Ensure all dependencies are installed using the following command:

pip install torch transformers matplotlib pandas scipy

Setup and Execution

Clone the Project Repository:

git clone https://github.com/gstiebler/llm_mri.git
cd llm_mri

Install Hugging Face Transformers CLI:

Before running the script, ensure you have the Hugging Face CLI installed and configured to download models.

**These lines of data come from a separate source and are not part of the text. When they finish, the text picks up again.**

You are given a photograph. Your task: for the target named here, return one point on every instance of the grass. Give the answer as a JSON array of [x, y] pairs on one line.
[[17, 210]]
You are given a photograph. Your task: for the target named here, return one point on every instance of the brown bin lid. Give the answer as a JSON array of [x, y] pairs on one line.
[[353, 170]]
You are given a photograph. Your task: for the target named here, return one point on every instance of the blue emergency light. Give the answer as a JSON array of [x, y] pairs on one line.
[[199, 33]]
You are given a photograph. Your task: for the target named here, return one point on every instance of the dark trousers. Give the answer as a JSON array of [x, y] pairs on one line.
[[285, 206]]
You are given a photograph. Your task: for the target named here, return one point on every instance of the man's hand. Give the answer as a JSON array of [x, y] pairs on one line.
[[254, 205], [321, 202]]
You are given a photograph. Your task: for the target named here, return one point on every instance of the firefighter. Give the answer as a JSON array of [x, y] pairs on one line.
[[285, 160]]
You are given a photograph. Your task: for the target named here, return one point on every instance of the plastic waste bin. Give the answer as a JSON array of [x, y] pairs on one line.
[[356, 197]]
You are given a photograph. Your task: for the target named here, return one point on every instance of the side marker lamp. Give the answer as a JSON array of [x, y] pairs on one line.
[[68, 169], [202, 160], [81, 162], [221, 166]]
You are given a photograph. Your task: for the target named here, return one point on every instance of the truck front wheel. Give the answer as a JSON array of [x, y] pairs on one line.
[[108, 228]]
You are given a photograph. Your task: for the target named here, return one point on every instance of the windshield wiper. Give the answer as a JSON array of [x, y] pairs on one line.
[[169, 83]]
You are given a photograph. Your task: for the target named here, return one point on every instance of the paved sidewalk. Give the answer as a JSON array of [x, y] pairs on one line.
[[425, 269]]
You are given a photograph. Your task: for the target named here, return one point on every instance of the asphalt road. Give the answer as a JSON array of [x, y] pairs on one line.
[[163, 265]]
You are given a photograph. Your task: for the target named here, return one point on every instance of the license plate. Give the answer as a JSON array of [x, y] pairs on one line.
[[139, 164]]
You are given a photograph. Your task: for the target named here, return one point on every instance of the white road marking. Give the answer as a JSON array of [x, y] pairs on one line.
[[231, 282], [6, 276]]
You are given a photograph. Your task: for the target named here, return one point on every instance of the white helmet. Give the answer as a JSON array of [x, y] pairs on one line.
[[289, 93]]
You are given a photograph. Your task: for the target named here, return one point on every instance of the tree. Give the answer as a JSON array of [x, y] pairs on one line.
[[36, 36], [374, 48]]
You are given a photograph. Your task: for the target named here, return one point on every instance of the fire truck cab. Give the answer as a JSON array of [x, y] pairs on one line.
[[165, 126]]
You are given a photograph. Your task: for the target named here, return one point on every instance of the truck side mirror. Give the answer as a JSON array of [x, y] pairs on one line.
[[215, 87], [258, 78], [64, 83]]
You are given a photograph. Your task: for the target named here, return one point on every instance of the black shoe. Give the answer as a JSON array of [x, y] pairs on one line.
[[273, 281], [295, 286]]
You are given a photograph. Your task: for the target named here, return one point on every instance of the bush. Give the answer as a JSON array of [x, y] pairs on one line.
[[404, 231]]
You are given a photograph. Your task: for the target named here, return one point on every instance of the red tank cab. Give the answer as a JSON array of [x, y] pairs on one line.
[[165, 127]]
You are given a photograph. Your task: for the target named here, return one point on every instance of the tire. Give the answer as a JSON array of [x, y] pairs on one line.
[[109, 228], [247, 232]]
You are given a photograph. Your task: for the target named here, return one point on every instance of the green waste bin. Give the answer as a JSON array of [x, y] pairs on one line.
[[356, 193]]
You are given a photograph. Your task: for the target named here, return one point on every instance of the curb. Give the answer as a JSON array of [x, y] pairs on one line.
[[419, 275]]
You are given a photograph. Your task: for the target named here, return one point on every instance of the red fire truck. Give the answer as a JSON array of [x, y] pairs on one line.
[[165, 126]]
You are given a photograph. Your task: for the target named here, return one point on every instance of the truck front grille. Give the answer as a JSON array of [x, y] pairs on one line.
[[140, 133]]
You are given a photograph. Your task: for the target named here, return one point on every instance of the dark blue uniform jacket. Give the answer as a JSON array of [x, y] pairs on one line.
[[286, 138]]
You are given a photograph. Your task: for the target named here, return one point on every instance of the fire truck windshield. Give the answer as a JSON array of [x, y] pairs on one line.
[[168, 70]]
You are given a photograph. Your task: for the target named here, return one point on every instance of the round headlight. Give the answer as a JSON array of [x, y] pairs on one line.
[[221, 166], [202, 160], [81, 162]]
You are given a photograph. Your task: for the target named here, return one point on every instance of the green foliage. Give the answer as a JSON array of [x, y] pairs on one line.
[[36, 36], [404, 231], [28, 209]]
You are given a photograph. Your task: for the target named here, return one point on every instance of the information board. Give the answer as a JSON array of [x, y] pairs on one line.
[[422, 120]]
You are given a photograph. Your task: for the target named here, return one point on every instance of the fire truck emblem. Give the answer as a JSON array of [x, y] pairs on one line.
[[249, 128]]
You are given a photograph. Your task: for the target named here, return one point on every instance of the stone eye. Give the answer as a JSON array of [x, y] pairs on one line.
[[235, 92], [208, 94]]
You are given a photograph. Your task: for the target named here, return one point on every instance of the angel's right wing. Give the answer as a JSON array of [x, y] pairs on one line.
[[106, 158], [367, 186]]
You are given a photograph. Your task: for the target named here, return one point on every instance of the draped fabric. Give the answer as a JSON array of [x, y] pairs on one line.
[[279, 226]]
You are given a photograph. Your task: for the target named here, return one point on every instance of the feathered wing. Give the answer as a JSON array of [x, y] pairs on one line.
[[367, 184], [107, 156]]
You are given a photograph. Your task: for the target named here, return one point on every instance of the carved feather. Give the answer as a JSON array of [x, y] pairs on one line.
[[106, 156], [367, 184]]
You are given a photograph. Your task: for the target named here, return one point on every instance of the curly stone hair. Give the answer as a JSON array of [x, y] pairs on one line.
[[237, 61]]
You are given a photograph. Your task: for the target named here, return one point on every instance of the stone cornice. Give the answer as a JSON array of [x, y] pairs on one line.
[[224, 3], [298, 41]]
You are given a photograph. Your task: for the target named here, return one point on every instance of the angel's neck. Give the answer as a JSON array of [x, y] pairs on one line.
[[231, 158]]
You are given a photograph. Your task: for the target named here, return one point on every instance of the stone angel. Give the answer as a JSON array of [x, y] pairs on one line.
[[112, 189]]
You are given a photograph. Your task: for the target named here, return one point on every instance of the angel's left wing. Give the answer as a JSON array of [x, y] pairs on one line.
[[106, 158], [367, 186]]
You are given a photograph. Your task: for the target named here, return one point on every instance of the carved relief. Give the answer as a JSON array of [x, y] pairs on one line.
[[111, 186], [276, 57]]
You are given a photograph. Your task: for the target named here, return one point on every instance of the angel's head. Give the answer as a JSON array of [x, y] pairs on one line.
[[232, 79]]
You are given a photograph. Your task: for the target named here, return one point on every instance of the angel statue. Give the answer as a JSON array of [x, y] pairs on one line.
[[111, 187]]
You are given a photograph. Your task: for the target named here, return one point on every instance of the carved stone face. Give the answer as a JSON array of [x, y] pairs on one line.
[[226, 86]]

Follow the instructions at Hugging Face CLI Guide to set up the CLI.
Download the GEMM-2b Model:

With the Hugging Face CLI set up, download the google/gemma-2b-it model by running the following command:
```
huggingface-cli repo download google/gemma-2b-it --repo-type model
```
This step ensures that the required model is available locally for the analysis script.
Run the Script:

After setting up the CLI and downloading the model, you can run the analysis script with:
```
python activation_analysis.py
```

This script will execute the analysis, comparing activation patterns across different prompts, and generate the corresponding visualizations and outputs.

Understanding the Outputs

Activation Patterns Visualization: For each prompt, the script plots the activation values of the GemmaMLP layer. This visualization helps in understanding how the activations differ between the two prompts.
Correlation Plot: A plot showing the Pearson correlation coefficients across the activations of the GemmaMLP layers for the two prompts. A higher correlation might indicate similar processing patterns by the model for the given prompts.
Console Outputs: The script prints out the generated responses to the prompts and the correlation coefficients for each layer, providing a textual insight into the model's behavior and the similarity between the activation patterns.

Contributing

Feel free to fork the repository, make changes, and submit pull requests if you have suggestions for improvements or have identified issues with the current analysis.